President Obama’s initiative to help black and Hispanic boys will be put to the test in Ferguson, Missouri, where the shooting death of a black teenager by a white police officer in August sparked civil unrest.
White House aides said Tuesday that the city of Ferguson is one of the more than 150 communities nationwide that has signed up for the president’s “My Brother’s Keeper” challenge, to focus on programs that will help minority boys succeed in school and get jobs.
Jim Shelton, executive director of the program and deputy secretary of Education, said one of the goals will be to address “the things that led to” the shooting of 18-year-old Michael Brown.
Mr. Shelton said community leaders will develop recommendations “for how you actually improve the interactions between the police and people in the community, and the kind of things that led to Michael Brown and many other young men in that community feeling like they … didn’t have the opportunity they deserve, and winding up, in that particular case, in a confrontation with police.”
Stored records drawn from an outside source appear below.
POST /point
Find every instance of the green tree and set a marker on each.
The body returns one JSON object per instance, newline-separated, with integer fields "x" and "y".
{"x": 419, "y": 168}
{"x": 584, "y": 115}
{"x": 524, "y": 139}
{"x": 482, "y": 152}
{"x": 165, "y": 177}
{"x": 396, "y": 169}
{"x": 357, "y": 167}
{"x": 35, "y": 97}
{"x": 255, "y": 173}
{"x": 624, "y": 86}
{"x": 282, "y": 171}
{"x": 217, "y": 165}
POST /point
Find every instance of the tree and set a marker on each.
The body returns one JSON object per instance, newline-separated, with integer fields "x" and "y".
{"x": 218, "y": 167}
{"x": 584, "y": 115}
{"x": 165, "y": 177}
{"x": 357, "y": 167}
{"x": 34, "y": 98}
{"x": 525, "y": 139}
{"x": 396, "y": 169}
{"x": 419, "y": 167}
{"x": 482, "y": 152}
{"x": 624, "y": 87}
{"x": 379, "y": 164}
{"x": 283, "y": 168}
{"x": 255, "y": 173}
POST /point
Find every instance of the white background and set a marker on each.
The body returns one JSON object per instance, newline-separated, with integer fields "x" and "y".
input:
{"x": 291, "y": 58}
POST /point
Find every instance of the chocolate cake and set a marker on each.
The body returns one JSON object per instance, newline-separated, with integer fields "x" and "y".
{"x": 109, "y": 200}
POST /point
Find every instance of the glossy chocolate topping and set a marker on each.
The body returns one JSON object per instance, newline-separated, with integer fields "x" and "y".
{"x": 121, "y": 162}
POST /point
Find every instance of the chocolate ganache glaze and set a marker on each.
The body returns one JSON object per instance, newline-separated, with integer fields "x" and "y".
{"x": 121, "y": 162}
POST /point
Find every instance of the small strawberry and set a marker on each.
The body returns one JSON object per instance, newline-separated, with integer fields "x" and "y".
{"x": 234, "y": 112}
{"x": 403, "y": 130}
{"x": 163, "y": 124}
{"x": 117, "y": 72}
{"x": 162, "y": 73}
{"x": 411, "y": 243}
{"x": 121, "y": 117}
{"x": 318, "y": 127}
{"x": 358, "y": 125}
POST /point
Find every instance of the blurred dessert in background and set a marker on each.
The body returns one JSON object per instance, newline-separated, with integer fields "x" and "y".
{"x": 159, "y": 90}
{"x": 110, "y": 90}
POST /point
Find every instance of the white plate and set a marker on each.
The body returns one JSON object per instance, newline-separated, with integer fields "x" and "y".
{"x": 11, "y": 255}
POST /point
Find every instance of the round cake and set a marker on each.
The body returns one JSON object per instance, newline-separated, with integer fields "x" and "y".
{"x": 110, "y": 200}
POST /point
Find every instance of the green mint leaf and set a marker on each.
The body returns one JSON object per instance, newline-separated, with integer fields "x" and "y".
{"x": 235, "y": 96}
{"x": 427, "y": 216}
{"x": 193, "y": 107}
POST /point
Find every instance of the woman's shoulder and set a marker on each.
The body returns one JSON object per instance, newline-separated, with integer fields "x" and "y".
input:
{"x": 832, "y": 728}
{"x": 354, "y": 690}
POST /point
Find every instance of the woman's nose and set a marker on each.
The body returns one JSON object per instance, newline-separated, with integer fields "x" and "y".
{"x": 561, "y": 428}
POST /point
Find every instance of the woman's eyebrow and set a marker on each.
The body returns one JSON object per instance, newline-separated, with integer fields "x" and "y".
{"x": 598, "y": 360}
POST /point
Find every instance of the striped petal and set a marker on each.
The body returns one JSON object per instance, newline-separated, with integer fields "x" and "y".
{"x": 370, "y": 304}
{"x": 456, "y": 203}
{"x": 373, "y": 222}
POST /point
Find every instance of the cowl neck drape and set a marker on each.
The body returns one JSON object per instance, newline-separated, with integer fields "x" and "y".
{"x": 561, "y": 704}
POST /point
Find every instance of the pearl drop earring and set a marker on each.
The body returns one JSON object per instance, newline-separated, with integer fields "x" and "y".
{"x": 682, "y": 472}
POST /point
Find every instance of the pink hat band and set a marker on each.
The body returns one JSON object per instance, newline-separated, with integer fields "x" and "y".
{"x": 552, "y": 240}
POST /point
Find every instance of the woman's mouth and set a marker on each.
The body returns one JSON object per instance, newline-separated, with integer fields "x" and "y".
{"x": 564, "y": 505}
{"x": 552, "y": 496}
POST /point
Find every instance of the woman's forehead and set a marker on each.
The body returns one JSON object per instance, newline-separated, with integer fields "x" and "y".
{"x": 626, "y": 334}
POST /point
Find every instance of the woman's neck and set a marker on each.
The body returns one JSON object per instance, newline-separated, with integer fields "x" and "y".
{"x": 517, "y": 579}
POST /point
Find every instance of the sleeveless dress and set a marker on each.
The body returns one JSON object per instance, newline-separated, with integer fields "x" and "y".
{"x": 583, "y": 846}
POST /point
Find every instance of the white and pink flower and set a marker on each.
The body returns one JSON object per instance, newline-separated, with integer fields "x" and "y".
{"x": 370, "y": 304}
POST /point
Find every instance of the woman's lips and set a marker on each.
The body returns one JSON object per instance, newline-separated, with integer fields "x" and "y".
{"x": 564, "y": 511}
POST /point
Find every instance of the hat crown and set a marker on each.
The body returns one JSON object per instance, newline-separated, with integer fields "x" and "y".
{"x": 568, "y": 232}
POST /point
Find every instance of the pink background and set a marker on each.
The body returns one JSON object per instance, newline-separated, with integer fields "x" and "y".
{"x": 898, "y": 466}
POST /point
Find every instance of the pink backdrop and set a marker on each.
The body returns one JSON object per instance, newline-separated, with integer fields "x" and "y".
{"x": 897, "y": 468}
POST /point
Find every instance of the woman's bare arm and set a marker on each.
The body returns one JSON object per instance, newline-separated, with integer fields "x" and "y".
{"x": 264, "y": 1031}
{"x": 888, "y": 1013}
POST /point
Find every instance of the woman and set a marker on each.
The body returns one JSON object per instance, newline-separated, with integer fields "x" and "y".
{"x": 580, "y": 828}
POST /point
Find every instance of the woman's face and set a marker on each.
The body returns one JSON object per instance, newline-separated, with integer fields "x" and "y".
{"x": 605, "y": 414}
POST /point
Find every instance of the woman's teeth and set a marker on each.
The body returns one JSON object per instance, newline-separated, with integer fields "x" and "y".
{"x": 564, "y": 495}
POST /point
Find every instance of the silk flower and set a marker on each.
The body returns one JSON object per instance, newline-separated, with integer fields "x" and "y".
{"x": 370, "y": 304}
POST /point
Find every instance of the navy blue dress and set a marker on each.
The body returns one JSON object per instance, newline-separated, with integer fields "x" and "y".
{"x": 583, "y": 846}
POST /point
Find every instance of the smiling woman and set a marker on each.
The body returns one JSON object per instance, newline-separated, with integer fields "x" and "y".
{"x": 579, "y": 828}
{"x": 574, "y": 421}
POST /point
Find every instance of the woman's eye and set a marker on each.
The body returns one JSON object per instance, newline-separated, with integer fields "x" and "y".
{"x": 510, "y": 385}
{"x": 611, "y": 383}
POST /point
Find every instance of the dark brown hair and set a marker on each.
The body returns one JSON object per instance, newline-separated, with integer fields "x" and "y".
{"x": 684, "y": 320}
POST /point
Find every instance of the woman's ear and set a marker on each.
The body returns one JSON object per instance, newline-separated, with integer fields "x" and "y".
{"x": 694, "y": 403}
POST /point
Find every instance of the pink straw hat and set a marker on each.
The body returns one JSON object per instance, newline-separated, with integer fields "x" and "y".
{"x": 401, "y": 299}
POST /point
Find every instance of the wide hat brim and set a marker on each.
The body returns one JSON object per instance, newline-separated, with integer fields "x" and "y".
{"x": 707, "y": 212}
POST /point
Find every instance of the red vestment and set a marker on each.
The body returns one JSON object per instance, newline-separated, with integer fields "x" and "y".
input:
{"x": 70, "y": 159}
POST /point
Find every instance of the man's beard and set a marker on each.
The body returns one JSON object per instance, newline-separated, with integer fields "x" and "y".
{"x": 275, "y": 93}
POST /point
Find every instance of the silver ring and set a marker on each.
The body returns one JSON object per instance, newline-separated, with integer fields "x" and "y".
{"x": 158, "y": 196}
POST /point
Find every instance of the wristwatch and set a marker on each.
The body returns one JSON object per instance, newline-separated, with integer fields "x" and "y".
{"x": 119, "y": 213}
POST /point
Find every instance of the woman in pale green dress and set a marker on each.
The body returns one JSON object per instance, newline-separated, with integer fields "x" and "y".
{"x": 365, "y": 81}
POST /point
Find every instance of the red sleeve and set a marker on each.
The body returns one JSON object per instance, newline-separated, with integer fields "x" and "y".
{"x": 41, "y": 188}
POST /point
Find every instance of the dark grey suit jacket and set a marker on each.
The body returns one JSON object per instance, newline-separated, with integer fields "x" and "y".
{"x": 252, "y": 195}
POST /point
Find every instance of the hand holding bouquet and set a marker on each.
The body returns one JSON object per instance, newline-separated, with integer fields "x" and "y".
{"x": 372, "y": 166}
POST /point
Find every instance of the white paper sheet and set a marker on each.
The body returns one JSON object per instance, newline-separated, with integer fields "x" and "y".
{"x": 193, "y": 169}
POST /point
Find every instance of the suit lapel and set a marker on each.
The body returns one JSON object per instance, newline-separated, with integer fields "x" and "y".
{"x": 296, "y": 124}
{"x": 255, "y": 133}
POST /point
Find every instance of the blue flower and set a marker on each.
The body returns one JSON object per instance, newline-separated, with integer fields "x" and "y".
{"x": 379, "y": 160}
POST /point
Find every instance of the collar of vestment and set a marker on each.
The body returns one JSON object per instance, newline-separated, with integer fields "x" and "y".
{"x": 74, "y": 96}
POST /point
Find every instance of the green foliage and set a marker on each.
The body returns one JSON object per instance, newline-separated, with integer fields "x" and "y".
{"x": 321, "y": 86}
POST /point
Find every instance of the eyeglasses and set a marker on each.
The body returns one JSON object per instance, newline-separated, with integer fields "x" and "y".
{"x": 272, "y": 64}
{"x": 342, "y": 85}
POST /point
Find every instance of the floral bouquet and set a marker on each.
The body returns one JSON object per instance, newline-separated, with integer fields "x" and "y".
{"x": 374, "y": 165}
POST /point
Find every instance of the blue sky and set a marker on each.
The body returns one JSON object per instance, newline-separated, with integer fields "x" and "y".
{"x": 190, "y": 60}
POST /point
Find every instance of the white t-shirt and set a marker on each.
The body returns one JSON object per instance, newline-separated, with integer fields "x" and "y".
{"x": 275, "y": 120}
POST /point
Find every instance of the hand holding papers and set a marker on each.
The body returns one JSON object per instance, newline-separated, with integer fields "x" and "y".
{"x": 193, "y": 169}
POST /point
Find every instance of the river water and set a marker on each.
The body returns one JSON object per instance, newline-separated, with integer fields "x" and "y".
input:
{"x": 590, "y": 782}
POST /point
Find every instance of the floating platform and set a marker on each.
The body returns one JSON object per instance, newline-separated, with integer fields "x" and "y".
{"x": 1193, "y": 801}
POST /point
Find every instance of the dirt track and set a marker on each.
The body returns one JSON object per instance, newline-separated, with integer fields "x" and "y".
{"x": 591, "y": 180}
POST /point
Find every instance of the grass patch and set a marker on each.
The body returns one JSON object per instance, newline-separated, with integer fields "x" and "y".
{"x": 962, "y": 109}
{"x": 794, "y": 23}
Mr. Obama said Saturday that the shooting in Ferguson exposed a racial divide in the American justice system that “stains the heart of black children.”
“We have to close the justice gap — how justice is applied, but also how it is perceived, how it is experienced,” Mr. Obama said at a Congressional Black Caucus event. “That’s what we saw in Ferguson this summer when Michael Brown was killed and the community was divided.”
The Justice Department is conducting a probe to determine whether the teen’s civil rights were violated.
Housing and Urban Development Secretary Julian Castro said the program “isn’t a new federal initiative, but rather a call to action” to community leaders. There’s no new federal money behind the program, whose goals include getting all black and Hispanic boys to read at grade level by the third grade and to graduate high school.
Mr. Obama announced the My Brother’s Keeper program in February, well before the shooting in Ferguson. The challenge unveiled Tuesday is to take it to the local level, Mr. Castro said.